MDC sources say nine more opposition members have been slain in the past 24 hours, taking the total of deaths among activists over 60. Two of the activists reported slain were burned to death Tuesday night when an MDC office at Jerera Growth Point in Zaka Central constituency, Masvingo province, was firebombed.

Correspondent Irwin Chifera reported on the incident from Harare.

Meanwhile, sources in Mhangura, Mashonaland West, said seven opposition activists were killed in clashes with ZANU-PF militia in the town of Doma on Wednesday.

The sources said the opposition youths were wearing party T-shirts when the militia affiliated with Mr. Mugabe's ruling ZANU-PF confronted them. The sources said the bodies of the dead activists were taken to Makonde Hospital mortuary.

In Harare, MDC sources said suspected state security agents abducted Jim Holland, husband of senior MDC official and senator Sekai Holland, and three others, including an infant. Holland and the others were released later Wednesday after interrogation, during which he was accused of sponsoring terrorism and harboring fugitives.

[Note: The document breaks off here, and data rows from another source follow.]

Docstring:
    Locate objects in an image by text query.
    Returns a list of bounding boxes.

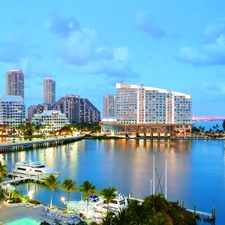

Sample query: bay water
[0,139,225,225]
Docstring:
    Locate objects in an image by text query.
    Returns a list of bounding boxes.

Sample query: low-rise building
[31,110,70,133]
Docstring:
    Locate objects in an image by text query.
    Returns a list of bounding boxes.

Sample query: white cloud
[135,11,165,39]
[178,20,225,65]
[114,48,128,62]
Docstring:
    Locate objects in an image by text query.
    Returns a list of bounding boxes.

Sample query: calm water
[0,140,225,225]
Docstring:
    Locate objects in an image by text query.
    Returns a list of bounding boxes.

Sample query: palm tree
[79,180,97,214]
[127,200,147,225]
[45,174,60,208]
[111,209,132,225]
[100,187,117,211]
[0,161,8,183]
[0,186,5,210]
[59,179,77,210]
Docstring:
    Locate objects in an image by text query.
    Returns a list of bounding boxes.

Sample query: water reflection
[0,139,225,224]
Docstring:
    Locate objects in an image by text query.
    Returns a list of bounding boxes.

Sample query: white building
[44,78,55,104]
[100,83,192,137]
[0,95,26,126]
[31,110,70,132]
[115,83,192,124]
[6,70,24,99]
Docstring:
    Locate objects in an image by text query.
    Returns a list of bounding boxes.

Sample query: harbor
[0,135,84,152]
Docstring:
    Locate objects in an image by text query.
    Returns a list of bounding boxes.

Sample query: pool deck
[0,205,74,224]
[0,204,99,225]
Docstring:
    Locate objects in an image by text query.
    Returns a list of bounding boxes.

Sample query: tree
[79,180,97,214]
[0,161,8,183]
[0,186,5,210]
[59,179,77,210]
[127,200,147,225]
[100,187,117,211]
[45,174,60,208]
[112,209,132,225]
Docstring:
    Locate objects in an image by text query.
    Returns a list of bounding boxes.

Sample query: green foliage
[45,174,60,208]
[222,120,225,131]
[105,194,197,225]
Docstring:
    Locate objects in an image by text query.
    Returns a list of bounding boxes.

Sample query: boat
[12,160,60,180]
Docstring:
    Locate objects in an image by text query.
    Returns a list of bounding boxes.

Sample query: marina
[0,140,225,224]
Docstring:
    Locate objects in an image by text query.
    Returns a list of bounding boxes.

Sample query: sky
[0,0,225,116]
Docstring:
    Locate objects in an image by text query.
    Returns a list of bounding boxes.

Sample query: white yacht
[12,161,60,180]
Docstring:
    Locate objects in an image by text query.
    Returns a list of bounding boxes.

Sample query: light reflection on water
[0,139,225,224]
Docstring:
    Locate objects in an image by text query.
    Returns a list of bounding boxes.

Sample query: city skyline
[0,0,225,116]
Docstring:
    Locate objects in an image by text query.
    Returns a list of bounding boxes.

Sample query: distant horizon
[0,0,225,116]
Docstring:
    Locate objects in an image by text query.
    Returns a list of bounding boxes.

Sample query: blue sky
[0,0,225,116]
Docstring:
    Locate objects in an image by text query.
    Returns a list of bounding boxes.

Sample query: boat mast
[165,159,167,199]
[152,154,155,195]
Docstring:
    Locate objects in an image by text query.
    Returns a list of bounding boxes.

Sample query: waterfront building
[100,83,192,136]
[27,103,52,121]
[0,95,26,127]
[6,70,24,99]
[31,110,70,133]
[103,94,115,117]
[53,94,100,124]
[44,78,55,104]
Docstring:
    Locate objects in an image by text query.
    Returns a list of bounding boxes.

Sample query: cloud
[0,40,42,63]
[177,21,225,65]
[56,28,96,65]
[203,19,225,42]
[45,13,79,37]
[135,11,165,40]
[50,14,139,78]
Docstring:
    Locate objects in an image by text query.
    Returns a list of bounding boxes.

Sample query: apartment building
[100,83,192,133]
[6,70,24,99]
[103,94,115,116]
[0,95,26,127]
[44,78,55,104]
[53,94,100,124]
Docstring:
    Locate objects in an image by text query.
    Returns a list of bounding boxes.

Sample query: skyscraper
[6,70,24,99]
[44,78,55,104]
[103,94,115,116]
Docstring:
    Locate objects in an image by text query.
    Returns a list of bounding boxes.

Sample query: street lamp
[6,184,10,198]
[61,197,67,209]
[149,180,153,195]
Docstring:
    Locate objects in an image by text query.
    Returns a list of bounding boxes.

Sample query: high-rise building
[31,110,70,133]
[27,103,52,121]
[44,78,55,104]
[100,83,192,136]
[103,94,115,116]
[115,83,192,124]
[0,95,26,126]
[6,70,24,99]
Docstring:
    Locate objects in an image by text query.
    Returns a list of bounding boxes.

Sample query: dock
[0,135,84,152]
[3,175,44,185]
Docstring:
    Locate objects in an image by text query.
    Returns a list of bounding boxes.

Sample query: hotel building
[0,95,26,126]
[6,70,24,99]
[53,94,100,124]
[103,94,115,116]
[100,83,192,136]
[44,78,55,104]
[31,110,70,133]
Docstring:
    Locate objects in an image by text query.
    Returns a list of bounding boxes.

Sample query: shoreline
[0,135,222,153]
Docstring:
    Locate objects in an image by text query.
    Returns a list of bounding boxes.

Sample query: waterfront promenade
[0,135,84,152]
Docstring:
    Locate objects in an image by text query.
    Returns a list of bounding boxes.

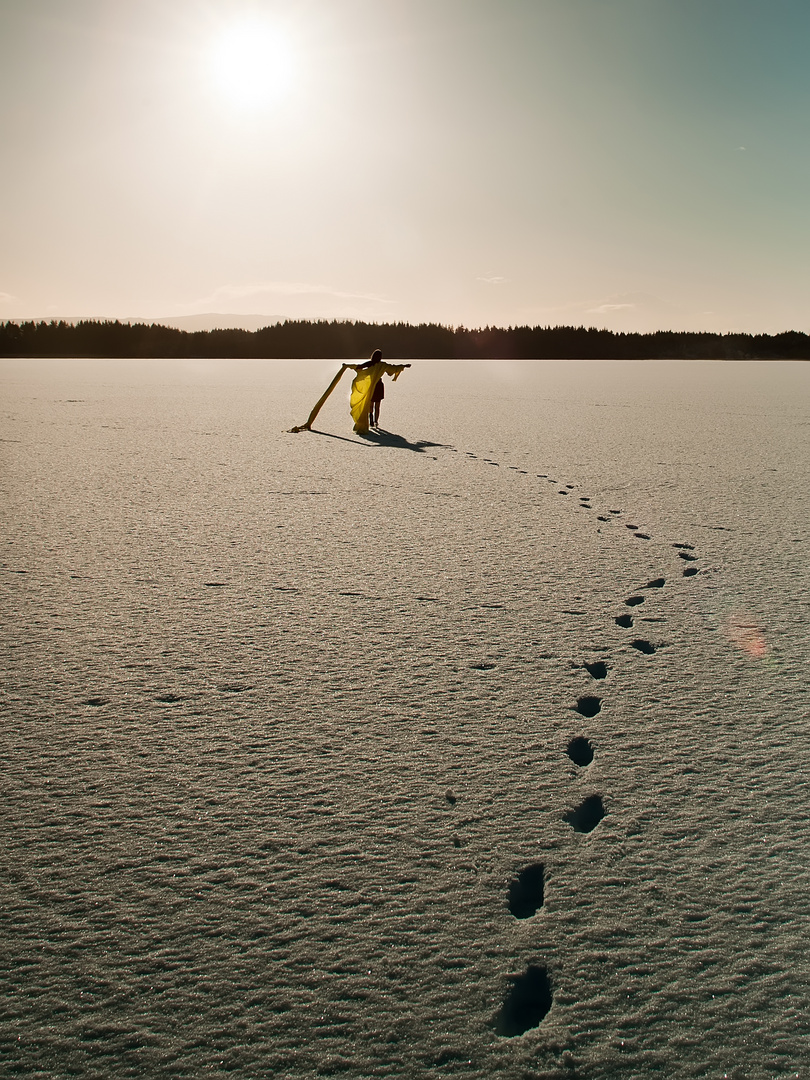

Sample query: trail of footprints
[453,444,699,1038]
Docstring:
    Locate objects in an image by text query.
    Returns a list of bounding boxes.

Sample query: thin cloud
[585,303,636,315]
[181,281,395,310]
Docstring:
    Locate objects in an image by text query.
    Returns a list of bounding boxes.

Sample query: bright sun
[208,19,295,110]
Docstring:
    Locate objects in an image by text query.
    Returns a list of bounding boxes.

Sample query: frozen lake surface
[0,360,810,1080]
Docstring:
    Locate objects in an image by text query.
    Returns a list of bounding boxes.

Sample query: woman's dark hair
[357,349,382,367]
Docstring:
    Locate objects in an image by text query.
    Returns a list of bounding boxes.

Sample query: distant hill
[138,311,281,332]
[9,311,282,333]
[0,315,810,361]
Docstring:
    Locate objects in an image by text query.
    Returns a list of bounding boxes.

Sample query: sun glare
[208,19,295,110]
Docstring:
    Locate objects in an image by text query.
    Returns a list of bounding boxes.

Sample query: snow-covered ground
[0,361,810,1080]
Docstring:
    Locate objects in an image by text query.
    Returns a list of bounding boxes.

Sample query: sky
[0,0,810,333]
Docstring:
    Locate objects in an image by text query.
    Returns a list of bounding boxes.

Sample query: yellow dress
[349,360,405,432]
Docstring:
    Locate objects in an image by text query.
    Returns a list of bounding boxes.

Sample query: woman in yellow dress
[347,349,410,435]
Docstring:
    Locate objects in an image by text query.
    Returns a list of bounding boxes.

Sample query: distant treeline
[0,321,810,360]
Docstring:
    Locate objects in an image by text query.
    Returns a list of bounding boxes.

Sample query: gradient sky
[0,0,810,332]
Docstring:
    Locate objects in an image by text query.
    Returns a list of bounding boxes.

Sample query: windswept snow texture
[0,361,810,1080]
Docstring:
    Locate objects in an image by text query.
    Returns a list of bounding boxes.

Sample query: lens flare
[207,19,295,110]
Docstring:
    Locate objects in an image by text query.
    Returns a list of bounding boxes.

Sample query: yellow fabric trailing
[349,360,406,433]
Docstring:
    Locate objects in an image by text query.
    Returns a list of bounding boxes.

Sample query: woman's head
[357,349,382,369]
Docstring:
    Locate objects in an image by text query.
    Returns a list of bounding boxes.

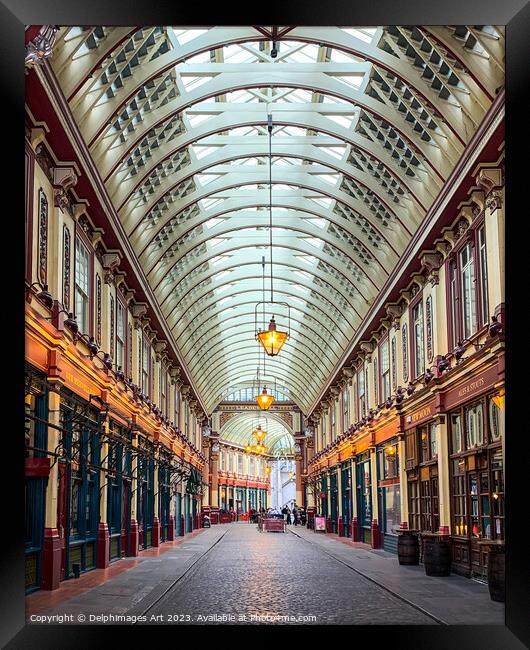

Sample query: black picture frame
[5,0,530,650]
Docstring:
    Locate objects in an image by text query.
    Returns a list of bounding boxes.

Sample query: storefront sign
[445,365,498,408]
[315,517,326,533]
[405,401,436,429]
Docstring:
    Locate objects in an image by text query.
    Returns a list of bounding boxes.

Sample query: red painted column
[151,517,160,546]
[372,519,380,548]
[127,519,138,557]
[96,521,110,569]
[42,528,62,590]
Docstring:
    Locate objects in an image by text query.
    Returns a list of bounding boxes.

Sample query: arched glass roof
[52,26,504,413]
[219,412,294,456]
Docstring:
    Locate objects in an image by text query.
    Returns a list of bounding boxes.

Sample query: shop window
[447,223,489,348]
[452,459,467,536]
[379,338,392,400]
[450,413,464,454]
[460,244,477,339]
[412,300,425,377]
[116,300,126,372]
[491,449,504,539]
[478,226,489,325]
[449,262,459,349]
[379,442,399,479]
[342,387,350,431]
[418,422,438,462]
[75,237,90,334]
[408,481,421,530]
[174,386,180,428]
[464,402,484,449]
[420,478,440,533]
[488,397,501,442]
[142,336,149,395]
[357,370,366,419]
[374,359,379,406]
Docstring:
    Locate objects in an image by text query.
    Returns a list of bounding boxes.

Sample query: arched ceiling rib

Holland told reporter Jonga Kandemiiri of VOA's Studio 7 for Zimbabwe that he was threatened with death if he continued with his opposition activities.

More reports from VOA's Studio 7 for Zimbabwe...

* This article has been corrected to remove an erroneous interpretation of the remarks and proposals by U.N. Secretary General Ban Ki-moon to Mr. Mugabe, and to clarify the nature and identity of the U.N. envoy Mr. Ban proposed to send to Harare.